Now Schuckenbrock is EDS’s executive vice president, global sales and client solutions, and the man responsible for selling the revamped EDS to customers. Last Thursday, he unveiled the shape of the new sales organization to EDS employees.
Central to the revamped Sales and Client Solutions organization is a new account team structure. Account teams will consist of a client executive who has ultimate responsibility for the relationship, along with a client sales executive, a client delivery executive, and a client industry executive.

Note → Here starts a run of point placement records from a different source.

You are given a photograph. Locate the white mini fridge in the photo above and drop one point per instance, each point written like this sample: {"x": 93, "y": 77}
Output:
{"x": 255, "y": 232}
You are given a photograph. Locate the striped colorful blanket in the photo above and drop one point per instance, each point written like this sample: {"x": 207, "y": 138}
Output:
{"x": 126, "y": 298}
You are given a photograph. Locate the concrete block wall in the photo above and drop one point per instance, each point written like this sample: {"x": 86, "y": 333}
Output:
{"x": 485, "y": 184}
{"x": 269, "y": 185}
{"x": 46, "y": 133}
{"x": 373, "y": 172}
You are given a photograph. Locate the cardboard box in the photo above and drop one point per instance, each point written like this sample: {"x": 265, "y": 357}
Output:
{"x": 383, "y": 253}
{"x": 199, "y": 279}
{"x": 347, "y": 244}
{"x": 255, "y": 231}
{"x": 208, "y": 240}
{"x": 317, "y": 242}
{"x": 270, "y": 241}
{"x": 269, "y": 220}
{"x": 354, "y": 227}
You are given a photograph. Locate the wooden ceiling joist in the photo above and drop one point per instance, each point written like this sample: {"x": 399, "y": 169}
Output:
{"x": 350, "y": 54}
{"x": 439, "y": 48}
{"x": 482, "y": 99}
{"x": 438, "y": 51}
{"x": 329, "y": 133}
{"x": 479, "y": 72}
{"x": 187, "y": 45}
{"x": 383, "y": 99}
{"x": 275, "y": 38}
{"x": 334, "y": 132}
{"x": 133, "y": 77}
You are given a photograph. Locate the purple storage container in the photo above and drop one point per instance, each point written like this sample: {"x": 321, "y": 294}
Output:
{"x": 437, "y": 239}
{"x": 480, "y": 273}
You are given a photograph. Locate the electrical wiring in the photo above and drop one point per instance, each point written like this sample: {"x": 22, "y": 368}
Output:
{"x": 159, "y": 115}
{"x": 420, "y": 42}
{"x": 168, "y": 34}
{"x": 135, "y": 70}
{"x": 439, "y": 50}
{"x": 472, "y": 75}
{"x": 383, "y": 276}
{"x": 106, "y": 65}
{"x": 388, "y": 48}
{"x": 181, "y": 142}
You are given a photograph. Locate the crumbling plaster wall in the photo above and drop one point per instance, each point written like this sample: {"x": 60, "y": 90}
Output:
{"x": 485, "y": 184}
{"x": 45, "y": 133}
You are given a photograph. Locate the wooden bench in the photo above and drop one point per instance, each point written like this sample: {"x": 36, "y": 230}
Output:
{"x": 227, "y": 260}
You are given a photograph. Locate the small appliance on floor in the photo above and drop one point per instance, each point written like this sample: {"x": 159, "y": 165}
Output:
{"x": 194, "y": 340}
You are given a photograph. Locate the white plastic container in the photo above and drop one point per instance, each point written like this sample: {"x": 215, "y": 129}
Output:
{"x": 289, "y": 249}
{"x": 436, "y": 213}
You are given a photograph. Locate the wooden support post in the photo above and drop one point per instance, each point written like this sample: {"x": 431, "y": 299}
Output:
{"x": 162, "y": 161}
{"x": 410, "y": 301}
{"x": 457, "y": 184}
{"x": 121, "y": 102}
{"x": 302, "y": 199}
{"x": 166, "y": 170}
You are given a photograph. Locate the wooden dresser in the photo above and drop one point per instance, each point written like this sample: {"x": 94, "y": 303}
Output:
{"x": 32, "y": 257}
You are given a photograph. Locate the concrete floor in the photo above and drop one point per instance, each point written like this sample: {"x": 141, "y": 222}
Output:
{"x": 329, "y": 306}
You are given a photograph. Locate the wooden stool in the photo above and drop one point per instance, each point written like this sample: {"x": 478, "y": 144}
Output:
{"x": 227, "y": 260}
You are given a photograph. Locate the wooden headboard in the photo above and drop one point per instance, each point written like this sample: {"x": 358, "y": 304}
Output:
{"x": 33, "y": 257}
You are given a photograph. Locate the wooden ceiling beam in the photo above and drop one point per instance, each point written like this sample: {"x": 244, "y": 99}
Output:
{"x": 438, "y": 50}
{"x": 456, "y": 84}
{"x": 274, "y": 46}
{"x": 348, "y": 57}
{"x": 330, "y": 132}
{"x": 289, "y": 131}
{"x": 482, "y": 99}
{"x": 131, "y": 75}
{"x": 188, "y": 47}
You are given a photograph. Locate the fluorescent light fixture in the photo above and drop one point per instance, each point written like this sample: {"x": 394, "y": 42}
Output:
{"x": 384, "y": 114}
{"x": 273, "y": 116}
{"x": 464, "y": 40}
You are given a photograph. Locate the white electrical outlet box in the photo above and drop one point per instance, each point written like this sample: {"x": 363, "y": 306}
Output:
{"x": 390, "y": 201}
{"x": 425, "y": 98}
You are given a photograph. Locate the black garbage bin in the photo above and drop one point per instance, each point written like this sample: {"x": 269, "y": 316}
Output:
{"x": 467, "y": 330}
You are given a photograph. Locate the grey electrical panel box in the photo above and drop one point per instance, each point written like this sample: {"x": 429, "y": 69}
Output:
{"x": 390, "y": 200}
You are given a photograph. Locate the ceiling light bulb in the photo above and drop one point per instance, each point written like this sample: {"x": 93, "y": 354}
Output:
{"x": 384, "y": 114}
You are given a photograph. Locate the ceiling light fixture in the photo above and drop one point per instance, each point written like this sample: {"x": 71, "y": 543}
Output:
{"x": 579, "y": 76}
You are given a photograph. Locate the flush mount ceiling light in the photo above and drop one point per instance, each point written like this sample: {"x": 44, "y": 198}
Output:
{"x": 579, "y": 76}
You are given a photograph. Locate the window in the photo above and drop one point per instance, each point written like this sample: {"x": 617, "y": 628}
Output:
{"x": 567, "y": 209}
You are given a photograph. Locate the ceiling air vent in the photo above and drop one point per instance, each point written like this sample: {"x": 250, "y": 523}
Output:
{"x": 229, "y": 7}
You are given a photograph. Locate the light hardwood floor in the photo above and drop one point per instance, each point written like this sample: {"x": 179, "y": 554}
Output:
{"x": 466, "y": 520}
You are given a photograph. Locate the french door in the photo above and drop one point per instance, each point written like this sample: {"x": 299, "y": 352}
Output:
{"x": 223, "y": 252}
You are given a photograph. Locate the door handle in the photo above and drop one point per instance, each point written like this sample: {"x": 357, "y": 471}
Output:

Schuckenbrock said the new structure addresses a key fault of the pre-transformation EDS. This fault was best summed up in last week’s video presentation by Charlie Feld, founder of the Feld Group, and now EDS’s executive vice president, portfolio management, who said EDS had to be able to act like a $21bn company, not like 40,000 developers in 3,000 tribes.
Mr. Schuckenbrock told ComputerWire that as well as growing its existing base, EDS is chasing a full range of prospects, which included the kind of mega deals that tantalized the services sector for much of last year. He said there is a significant pipeline in the consumer goods and retail market.
And if a revamped account structure isn’t enough to tempt customers, Schuckenbrock said he is also ready to get very aggressive on price. The company is able to compete hard on price, he said, because of the cost cutting it has undertaken since 2002.